Community and government leaders, as well as business professionals, gathered for dinner, live music and a program on Thursday (April 30) at the John Q. Hammons Convention Center in Rogers. The event was expected to raise $100,000 to go toward scholarships.
“The soiree is an opportunity for us to thank our donors and to recognize students and to make that connection between students that are recipients of the donor’s generosity. When we talk about the three main things these donors fund, it’s things like scholarships, it’s the culinary project in Bentonville, and it’s a Washington County center sometime in the future,” said Mike Luttrell, NWACC foundation board chair.

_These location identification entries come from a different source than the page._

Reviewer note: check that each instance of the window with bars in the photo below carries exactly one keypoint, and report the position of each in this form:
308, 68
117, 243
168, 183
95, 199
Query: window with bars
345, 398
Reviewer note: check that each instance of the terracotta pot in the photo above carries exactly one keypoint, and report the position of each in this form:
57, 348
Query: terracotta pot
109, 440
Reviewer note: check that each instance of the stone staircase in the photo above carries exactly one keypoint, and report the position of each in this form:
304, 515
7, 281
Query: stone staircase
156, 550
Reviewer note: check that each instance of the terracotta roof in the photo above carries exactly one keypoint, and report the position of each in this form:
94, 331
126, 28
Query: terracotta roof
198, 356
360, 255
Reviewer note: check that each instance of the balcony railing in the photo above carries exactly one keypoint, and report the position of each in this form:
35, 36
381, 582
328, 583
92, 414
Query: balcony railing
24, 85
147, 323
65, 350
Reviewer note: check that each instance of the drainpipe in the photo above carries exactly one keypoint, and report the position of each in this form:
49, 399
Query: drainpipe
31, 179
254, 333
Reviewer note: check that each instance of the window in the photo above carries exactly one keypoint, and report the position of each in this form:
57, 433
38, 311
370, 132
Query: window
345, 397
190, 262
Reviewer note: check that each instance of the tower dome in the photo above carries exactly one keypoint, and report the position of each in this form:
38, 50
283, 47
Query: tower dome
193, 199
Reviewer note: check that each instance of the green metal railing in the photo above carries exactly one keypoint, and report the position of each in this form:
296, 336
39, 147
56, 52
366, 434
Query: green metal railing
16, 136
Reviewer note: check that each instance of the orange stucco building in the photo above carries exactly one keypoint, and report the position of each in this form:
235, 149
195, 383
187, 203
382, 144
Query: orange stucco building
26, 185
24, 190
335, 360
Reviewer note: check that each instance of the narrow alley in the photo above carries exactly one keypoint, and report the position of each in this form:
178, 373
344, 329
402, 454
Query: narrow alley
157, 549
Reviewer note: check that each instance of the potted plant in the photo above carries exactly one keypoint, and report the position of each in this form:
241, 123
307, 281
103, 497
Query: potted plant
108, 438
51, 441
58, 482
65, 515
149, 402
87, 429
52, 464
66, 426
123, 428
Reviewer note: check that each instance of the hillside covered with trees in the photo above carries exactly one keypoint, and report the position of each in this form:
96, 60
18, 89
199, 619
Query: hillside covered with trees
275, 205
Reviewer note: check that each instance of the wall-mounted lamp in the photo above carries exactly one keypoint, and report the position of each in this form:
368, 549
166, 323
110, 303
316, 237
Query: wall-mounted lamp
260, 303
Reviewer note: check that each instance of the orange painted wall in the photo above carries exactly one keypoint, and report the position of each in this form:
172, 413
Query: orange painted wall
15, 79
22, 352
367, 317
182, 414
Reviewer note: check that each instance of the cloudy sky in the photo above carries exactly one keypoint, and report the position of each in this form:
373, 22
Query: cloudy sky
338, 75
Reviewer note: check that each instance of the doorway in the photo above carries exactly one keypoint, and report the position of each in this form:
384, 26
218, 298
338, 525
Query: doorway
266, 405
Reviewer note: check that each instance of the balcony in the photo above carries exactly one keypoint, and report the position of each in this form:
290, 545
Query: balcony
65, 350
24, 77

The evening included a “State of the College’ address by NWACC President Evelyn Jorgenson, three Quality of Life Award presentations, and a student’s perspective address. In her remarks, Jorgensen said next year marks NWACC’s 25th anniversary and promised many special events commemorating that milestone. One such event will be the opening of the time capsule in October.
Jorgensen also announced the expansion of the college’s culinary program and the addition of two new degrees: an occupational and life skills program designed for students with cognitive disabilities, and a construction technology program in conjunction with John Brown University.
“It’s all a part of meeting the needs of our students and being responsive to our community needs,” she said.
Each year during the event, the NWACC Foundation Board gives three Quality of Life Awards to people and organizations that make a difference in the community.
“We are looking for people who have a vision, looking for people who are really looking to sustain or improve the exceptional quality of life that we enjoy in NWA,” said Meredith Brunen, executive director of development/foundation.
This year’s Quality of Life Awards honored recipients John and Emily Douglas, long-time residents of Bentonville; Crystal Bridges Museum of American Art; and the Samaritan Community Center.
Joshan Cortez, information systems student and NWACC student ambassador, addressed the crowd from a student’s perspective. He told guests the college helped him to get out of his comfort zone, to serve others and to go from being a “C” student to being on the Dean’s List.
“I was once a small seed that was deeply confined under my comfort zone. I guess I wouldn’t have seen how beautiful the world really is if I had stayed buried,” he said.
“I attribute my success first and foremost to my God … and to my parents who put up with me since day one, from the day I was born,” Cortez said. “And to my second home, the whole NWACC community who generously opened its doors and welcomed me. NWACC has, still is and will be nurturing both current and future seeds like me to help us maximize our potential and exceed expectations.”
Again this year, NWACC students served as “student celebrity waiters” for the evening, in place of normal catering staff. Student waiters represented a cross-section of the student population – from non-traditional students to concurrent students still enrolled in high school, but taking college classes, Brunen said.
Guests were encouraged to chat with their student waiter and get to know their story.
“Many of them have been recipients of these scholarships. So, for example, they benefited from last year’s event and are now volunteering their time at this year’s event,” Brunen said.
One small change this year was the slight modification in the name of the event. In past years it has been known as “Plant a Seed Gala.” After a survey last year, Brunen said that the Foundation decided to change the name to “Plant a Seed Soiree” to better reflect guests’ experience during the evening.